In my article last week I encouraged you to insist on solitude. You may be thinking that I’m contradicting myself now, by telling you to get out with friends. It is important that you know the difference between solitude and isolation, at least in the context of this series. Solitude is a time of pulling away from the noise of the world to be refreshed and rejuvenated. Solitude is healthy and necessary. Isolation, on the other hand, is not healthy. It doesn’t involve rejuvenating activities like time in prayer or journaling. Isolation usually gives way to rumination (obsessing over the negative things) and other unhealthy activities.
If you’re not depressed but you have been before, be proactive; build that social network now. Find the people and the activities that will serve as insurance against isolation should depression ever knock on your door again.
If you are battling depression right now, here are some tips to help you get up off the couch and back into healthy social interactions
If you’ve really pulled away and the thought of being with people is overwhelming, start with an activity that will require very little involvement on your part, like going to eat at a restaurant. Just the minimal conversation you’ll have with your server and seeing the other people in the restaurant can help you to feel like the world is still turning and people are still going about their daily lives. Just don’t get stuck here. Make it a goal to embrace more meaningful social interaction. I know it’s hard, but it’s part of the healing, you need to be socially involved.
Ask your friends to help you:
If engaging in social activity is difficult for you then initiating it will be even more difficult. It may feel impossible. Tell a friend what you’re dealing with; the depression itself and how difficult it is for you to be socially active. Tell her that you’re not avoiding her because of anything she has done or because it’s what you really want. Ask her to check up on you and give her permission to be persistent with invitations to lunch, or coffee, or whatever.

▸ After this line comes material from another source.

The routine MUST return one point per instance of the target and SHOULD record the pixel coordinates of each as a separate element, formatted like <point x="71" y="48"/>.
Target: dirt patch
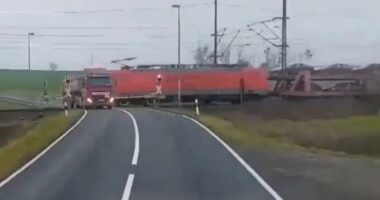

Use the time with friends to take a break from your troubles:
This is not to say that you can’t ever talk about your situation. Of course you need friends in whom you can confide and who will listen to and pray for you. But sometimes you just need to be with people and focus on the good things in life. Even if you don’t feel it at first, if you commit to vocalizing positive things, you will find yourself focusing on positive things. Your social interactions will be more rewarding and you’ll find it easier to seek out a social interaction in the future.
Avoid toxic relationships:
Ok, I’m giving you permission to avoid one type of social interaction. You need social support, not social sabotage. To the extent possible, try to avoid social situations and individuals that will emphasize your negative feelings or make it more difficult for you to focus on healing. Toxic relationships can include people who are constantly saying things that make you feel unworthy or defensive. People who insist on complaining, even if not about you, are also toxic to a depressed person. Find positive people.
Depression will try to pull you away from the very thing that can lift you out of the darkness. Don’t give in. Insist on time with friends.
- Go to church and talk to at least three people (More than “fine thanks, how are you?”)
- Call one friend and arrange a lunch or coffee date
- Cut ties with any social interactions that feed your depression
As for me, I took my own advice and had lunch with a friend followed by watching the kids feed the ducks. (That’s them in the picture.)